# I think i'm in a metal band \m/



## Leon (May 13, 2006)

so, i got an email tuesday of this week from a guy in this band:

http://www.myspace.com/lateralfold

...and we jammed tonight. we nailed the one tune "mending the seems" and fucking wrote a new song. how sweet is that?

they all loved my tone, too! my Nomad was cranked the whole night (which means it was above ~2 ). they said that i sound WAY better than the last guy, who apparently "had some Line6 piece of junk."  i didn't even bother to take my six, which worked out well, since they tune down to C#. i just left my RG7621 in B standard and went with it. it rocked.

the drive to the practice space was about 45 minutes, but they're transplanting to my town, so that's cool. either way, i'm still fuck'n wired as all hell


----------



## Donnie (May 13, 2006)

Nice.


----------



## Naren (May 13, 2006)

Sweet.


----------



## The Dark Wolf (May 13, 2006)

I've seen these guys' ads around. So you went and checked' em out, huh? Good for you.


----------



## 7slinger (May 13, 2006)




----------



## bostjan (May 13, 2006)

keep me posted!


----------



## zimbloth (May 13, 2006)

get them to tune down to B like men


----------



## angryman (May 13, 2006)

I'm pleased for you dude


----------



## metalfiend666 (May 13, 2006)

zimbloth said:


> get them to tune down to B like men


 
No, no, no. Get them to buy 7 strings and sign up here.
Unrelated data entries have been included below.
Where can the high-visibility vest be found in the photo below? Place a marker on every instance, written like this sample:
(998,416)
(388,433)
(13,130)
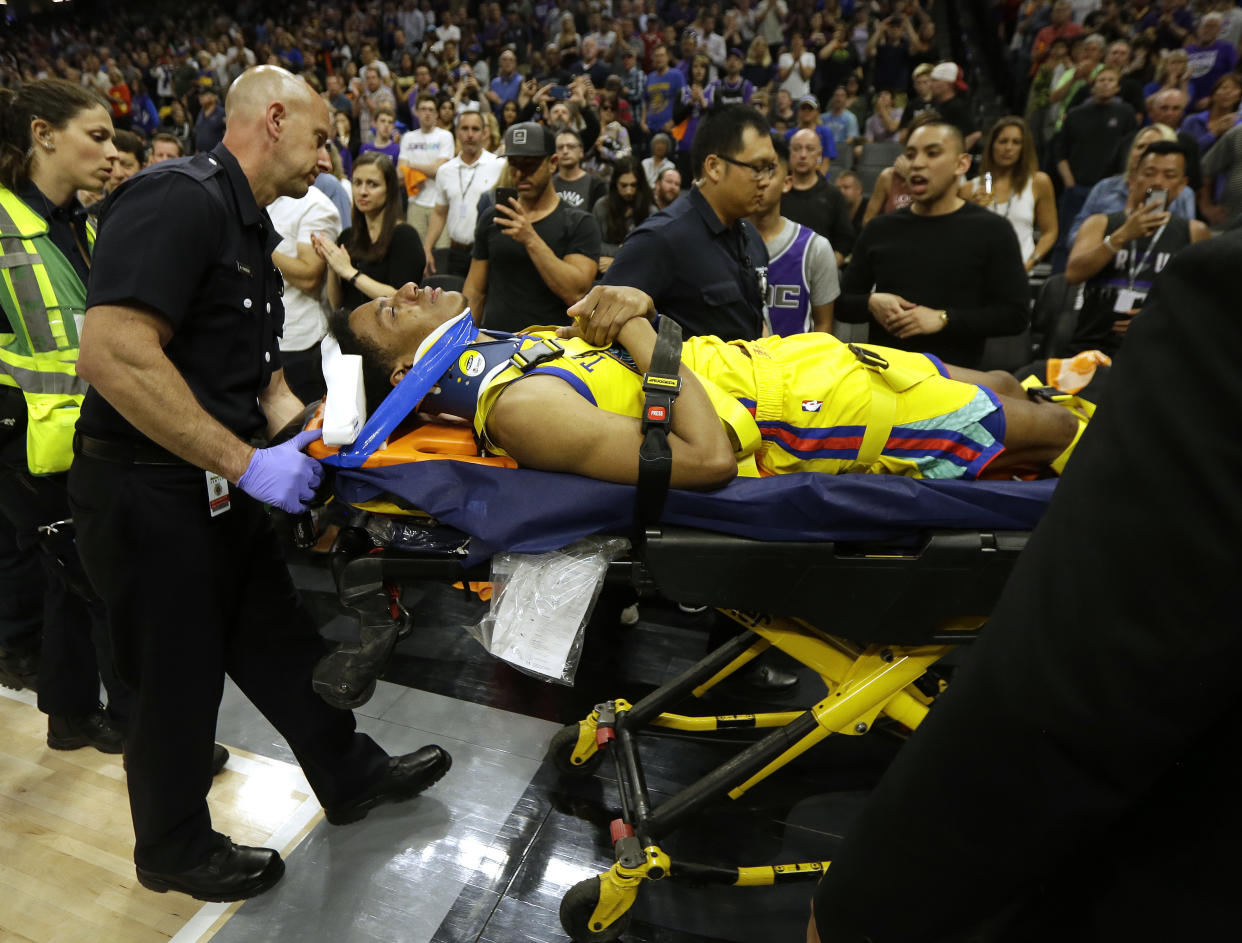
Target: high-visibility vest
(45,300)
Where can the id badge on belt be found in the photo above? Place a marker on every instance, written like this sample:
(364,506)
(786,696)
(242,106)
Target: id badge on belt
(219,500)
(1128,300)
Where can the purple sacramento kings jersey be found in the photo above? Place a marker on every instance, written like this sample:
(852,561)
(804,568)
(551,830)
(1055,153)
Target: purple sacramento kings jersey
(789,295)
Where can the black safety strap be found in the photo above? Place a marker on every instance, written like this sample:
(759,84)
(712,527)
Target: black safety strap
(660,385)
(542,352)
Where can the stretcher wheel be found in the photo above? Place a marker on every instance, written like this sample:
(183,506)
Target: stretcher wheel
(576,910)
(560,752)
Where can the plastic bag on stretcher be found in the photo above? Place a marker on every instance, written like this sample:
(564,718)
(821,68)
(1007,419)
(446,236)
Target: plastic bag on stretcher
(542,603)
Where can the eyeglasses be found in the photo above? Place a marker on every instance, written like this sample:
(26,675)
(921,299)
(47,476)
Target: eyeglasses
(763,172)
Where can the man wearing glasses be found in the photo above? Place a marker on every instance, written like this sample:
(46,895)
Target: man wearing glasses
(699,260)
(944,275)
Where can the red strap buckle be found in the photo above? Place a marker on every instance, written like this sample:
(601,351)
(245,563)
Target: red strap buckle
(620,830)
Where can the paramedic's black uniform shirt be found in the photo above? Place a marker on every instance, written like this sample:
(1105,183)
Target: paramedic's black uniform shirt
(699,272)
(200,256)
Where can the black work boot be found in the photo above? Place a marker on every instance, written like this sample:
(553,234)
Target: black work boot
(93,729)
(19,670)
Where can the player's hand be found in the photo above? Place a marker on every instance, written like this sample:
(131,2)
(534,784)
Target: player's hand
(917,319)
(604,311)
(886,308)
(514,223)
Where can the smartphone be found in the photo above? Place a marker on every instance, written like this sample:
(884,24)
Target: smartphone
(503,194)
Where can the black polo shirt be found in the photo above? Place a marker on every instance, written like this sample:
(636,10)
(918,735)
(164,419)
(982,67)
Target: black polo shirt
(707,276)
(185,239)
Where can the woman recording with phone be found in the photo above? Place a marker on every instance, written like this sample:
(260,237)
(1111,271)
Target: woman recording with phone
(1012,185)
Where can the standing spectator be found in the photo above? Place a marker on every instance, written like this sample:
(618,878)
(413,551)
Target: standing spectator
(809,119)
(376,252)
(169,318)
(841,122)
(574,185)
(888,51)
(373,95)
(1209,60)
(210,126)
(701,260)
(942,276)
(850,185)
(1086,52)
(57,141)
(1012,185)
(836,60)
(1221,113)
(1113,193)
(770,18)
(1061,26)
(1222,203)
(507,82)
(658,162)
(758,68)
(1120,254)
(949,104)
(794,68)
(345,141)
(689,108)
(886,119)
(1086,147)
(625,206)
(424,150)
(164,147)
(667,189)
(801,270)
(661,93)
(1173,72)
(733,87)
(296,219)
(460,184)
(920,102)
(383,141)
(811,199)
(534,256)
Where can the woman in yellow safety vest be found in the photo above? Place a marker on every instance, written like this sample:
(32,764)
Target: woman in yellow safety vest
(56,138)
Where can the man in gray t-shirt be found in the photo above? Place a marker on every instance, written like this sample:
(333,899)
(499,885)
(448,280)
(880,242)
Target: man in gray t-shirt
(802,281)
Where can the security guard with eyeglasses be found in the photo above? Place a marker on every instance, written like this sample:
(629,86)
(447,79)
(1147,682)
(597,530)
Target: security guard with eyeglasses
(699,260)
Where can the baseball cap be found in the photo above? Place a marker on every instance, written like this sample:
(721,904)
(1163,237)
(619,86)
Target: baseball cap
(529,139)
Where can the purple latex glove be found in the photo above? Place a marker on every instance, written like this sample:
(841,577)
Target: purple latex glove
(283,475)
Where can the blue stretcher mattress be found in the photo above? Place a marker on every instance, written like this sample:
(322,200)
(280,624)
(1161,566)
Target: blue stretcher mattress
(533,511)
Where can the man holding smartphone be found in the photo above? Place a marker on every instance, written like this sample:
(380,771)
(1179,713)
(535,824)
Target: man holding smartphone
(1117,256)
(533,255)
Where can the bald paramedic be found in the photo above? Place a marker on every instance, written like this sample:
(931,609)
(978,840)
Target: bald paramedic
(776,405)
(169,482)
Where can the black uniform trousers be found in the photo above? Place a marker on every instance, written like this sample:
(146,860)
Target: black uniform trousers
(1078,778)
(49,585)
(193,598)
(21,594)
Then they'll be real men.

Congrats Leon!


----------



## Ken (May 13, 2006)

Yes, congrats.


----------



## Leon (May 13, 2006)

thanks guys! i'm at work and tired as shit from last night, but i'm still stoked 

i'm the only guitar player in the band, so the most i could do is either get the bassist to tune down, or get him to get a 5 string in B standard. either way, i'll try and get them signed up at some point.


----------



## Chris (May 13, 2006)

Sweet!


----------



## noodles (May 14, 2006)

Congrats, dude.


----------



## giannifive (May 14, 2006)

Congrats, man!


----------



## Shawn (May 14, 2006)

Awesome, Leon, that's great news, congrats and good luck!


----------



## David (May 14, 2006)

dude, I really like that bands sound. Awesome gig you got there!


----------